Improve erlang cowboy performance

Question

We have been using Cowboy in production on our Compute Engine machines on GCP and we started benchmarking and improving the performance of our service to handle more Reqs/sec (in our case since we are in Adtech it is bids/sec).

After isolating and handling a lot of the issues separately we came down to Cowboy optimization, these are our current findings and limitations:

Cowboy setup

We are using Cowboy 2.5 with 200 acceptors and max backlog of 1024

init(Req, _State) ->
    T1 = erlang:monotonic_time(),
    {ok, BRjson, _} = cowboy_req:read_body(Req),
    %% ---- rest of work goes here but is switched off for our test---
    erlang:send_after(60, self(), {'RSP', x, no_workers}),
    {cowboy_loop, Req, #state{t1 = T1}, hibernate}.

Erlang VM

OTP 21

VM args: -smp auto +P 134217727 +K true +A 64 -rate 1200 +stbt db +scl false +sfwi 500 +spp true +zdbbl 8092

Load

Json requests ~4KB in size. And testing is done using a separate machine on the same internal network (no SSL) using jmeter. All requests are POST with keep-alive

Servers

GCP Compute Engine 10 vcpu cores and 14GB RAM (now and tested before with the 4 vcpu)

Findings

We are able to reach to ~1900 reqs/sec but all CPU cores in htop are showing almost 80% utilization

At 1000 reqs/sec we se cpu utilization at 45-50% per core (still high bearing in mind that no other part of our application is running)

*Note: using the 4 vcpu machine we were able to get close to 700 reqs/sec and memory in all of our tests is barely utilizied or changing with load

QUESTION: How to improve cowboy's performance in terms of cpu usage?

I think that 200 acceptors are too much for 1024 backlog.

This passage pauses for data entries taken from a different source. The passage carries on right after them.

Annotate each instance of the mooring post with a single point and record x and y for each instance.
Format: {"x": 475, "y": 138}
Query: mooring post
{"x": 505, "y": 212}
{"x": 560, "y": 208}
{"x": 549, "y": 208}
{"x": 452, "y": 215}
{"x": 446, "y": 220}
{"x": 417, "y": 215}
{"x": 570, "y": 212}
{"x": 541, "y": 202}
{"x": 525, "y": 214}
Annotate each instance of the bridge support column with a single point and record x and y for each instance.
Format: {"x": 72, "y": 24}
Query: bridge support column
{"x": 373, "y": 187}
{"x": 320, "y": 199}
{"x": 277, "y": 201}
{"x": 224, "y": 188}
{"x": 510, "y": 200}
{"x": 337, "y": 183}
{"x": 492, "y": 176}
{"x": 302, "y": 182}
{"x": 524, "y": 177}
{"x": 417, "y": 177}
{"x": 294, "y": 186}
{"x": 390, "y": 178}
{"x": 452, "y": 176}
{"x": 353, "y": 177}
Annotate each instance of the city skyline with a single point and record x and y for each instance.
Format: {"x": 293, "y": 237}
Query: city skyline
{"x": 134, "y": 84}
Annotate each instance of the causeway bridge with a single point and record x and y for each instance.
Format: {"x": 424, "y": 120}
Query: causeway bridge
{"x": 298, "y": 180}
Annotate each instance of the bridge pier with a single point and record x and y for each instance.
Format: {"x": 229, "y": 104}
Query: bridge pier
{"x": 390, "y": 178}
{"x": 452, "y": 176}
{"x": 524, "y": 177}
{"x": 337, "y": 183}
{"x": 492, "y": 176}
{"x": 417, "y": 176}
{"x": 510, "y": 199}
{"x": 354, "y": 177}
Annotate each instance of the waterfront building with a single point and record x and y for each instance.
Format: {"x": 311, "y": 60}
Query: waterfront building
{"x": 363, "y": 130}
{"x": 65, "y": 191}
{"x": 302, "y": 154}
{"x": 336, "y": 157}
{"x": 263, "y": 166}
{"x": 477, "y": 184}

Also I can't see the +Q option for erl. — Pouriya
I just tried with +Q 65000 (the same number we have in ulimit) and that didn't change anything and lowered acceptors to 50 — Halid
whats the point for erlang:send_after/3? and why you want process be hibernated for 60 ms? — Pouriya
This is an async cowboy call; it receives request sends it internally in the system, and another process has to send back the response within 100ms (which is the bid response SLA timeout standard in the industry) — Halid
Did you try this without hibernation? Did you increase ranch max connection? — Pouriya

Halid Halid · Accepted Answer · 2018-12-09T13:29:05

First off, thanks @Pouriya for suggestions--actually, discussing this back and forth made me go back and re-check one of my comments about the right tool for the job. PS: we are on GCP so 72 cores would be out of question at this stage.

Cowboy is great! but it does add a bit of overhead in the critical path of each request--a feature (or issue in my case) that is not needed.

We tested again with Elli (https://github.com/elli-lib/elli) but built a proper testing setup this time and it provided improvement up to 20% ~ exactly what we needed!

If anyone at Cowboy/Ranch team has a way of drastically improving CPU overhead will gladly test since we still use it in our APIs but not the critical path.